I have an overwhelming urge to use a sports analogy.

Watching a track race once, I saw a runner who was going to be in multiple races running his third of the day. He was in second place near the end of that race, well ahead of third, and could have eased up to save some energy for the fourth race. But the runner in first fell back to tempt him to finish this race hard. As soon as he took the bait, the leader sped up, and the race ended with a furious finish but with the guy still finishing second, by a tiny margin. A lot of unnecessary effort for nothing.
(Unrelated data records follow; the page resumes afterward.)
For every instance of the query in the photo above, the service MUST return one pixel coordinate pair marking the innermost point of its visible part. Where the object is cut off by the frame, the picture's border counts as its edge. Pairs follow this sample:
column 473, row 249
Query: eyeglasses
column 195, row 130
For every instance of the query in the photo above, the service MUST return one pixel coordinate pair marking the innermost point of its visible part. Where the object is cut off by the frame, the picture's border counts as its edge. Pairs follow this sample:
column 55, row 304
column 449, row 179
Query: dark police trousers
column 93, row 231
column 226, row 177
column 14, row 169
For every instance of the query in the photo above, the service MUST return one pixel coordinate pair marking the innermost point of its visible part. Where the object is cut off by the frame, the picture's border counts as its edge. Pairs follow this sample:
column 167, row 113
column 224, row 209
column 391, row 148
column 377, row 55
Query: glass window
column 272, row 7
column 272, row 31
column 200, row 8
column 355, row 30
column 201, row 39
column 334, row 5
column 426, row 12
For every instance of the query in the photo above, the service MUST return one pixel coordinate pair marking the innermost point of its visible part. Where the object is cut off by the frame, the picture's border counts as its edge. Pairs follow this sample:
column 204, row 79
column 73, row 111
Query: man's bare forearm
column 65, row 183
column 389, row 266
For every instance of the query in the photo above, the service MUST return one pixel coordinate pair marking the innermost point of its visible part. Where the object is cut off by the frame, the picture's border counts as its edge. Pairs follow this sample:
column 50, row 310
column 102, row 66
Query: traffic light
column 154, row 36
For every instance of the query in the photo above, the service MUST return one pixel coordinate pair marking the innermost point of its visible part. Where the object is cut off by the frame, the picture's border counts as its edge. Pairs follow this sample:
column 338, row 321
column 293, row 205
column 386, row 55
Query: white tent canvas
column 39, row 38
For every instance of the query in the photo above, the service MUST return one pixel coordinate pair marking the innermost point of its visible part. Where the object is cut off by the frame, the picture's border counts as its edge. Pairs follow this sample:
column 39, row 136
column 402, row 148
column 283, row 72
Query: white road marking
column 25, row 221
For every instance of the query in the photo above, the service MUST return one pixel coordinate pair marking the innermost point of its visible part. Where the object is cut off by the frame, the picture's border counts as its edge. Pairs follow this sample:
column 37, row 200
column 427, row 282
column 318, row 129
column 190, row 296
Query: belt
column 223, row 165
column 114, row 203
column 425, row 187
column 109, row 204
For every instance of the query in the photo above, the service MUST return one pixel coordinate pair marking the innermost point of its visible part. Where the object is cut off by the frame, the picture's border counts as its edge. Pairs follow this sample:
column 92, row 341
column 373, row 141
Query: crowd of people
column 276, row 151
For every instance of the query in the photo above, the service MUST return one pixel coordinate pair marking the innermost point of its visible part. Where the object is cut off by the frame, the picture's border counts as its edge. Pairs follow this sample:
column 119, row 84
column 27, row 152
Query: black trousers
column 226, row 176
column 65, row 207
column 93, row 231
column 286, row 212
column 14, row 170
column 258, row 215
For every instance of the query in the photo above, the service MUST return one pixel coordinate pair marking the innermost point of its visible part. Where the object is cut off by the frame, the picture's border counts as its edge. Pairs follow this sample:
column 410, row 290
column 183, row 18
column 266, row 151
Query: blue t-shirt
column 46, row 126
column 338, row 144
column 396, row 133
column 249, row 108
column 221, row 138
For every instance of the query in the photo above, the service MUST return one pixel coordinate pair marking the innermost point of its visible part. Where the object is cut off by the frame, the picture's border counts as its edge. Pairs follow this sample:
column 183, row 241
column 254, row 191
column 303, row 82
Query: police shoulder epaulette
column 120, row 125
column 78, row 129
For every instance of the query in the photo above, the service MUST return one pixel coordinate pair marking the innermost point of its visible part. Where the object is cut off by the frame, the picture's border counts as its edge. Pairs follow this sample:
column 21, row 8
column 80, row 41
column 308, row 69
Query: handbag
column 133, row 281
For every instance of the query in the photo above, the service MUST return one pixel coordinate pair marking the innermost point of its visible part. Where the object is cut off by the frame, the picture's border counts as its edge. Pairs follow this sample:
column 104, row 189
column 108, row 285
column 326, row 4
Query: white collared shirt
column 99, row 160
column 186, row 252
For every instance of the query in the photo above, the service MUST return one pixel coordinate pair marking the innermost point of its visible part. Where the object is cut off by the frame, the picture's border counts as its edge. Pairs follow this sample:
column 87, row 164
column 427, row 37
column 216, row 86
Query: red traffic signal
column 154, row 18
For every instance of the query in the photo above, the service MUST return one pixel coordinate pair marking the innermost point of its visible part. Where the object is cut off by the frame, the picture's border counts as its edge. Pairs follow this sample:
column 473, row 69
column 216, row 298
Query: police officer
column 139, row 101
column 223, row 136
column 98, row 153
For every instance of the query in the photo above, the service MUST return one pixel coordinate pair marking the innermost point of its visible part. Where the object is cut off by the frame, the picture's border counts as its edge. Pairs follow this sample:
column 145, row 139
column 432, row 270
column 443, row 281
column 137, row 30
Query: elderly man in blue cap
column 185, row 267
And I beat that guy in his next race. wink.gif

Dawn was a lot like that guy's third race.

I remained heartened that before decades past, we'll probably see the same science as a non-descoped Dawn, and maybe a better eventual outcome than if some descoped version had flown. It's been mentioned that Discovery may be running out of missions. Well, this is a flyable mission, and it's going to stay near the top of priorities. In one form or another, it'll fly. I doubt very much if five new Discovery selections will occur before something taking on some or all of Dawn's science goals is selected. Mercury is "done", barring a smash-and-grab sample return. Venus probably won't get more than one Discovery mission. The Moon and Mars have their own programs, and Phobos/Deimos definitely wouldn't get more than one Discovery mission. If Contour is reflown, that would do the comet matter into the ground. I doubt if Genesis will be reflown. Outer SS options exist, but at the margins. It seems obvious that the asteroids are going to stay near the front of the queue, and the big asteroids aren't likely to be "shut out" by the small ones.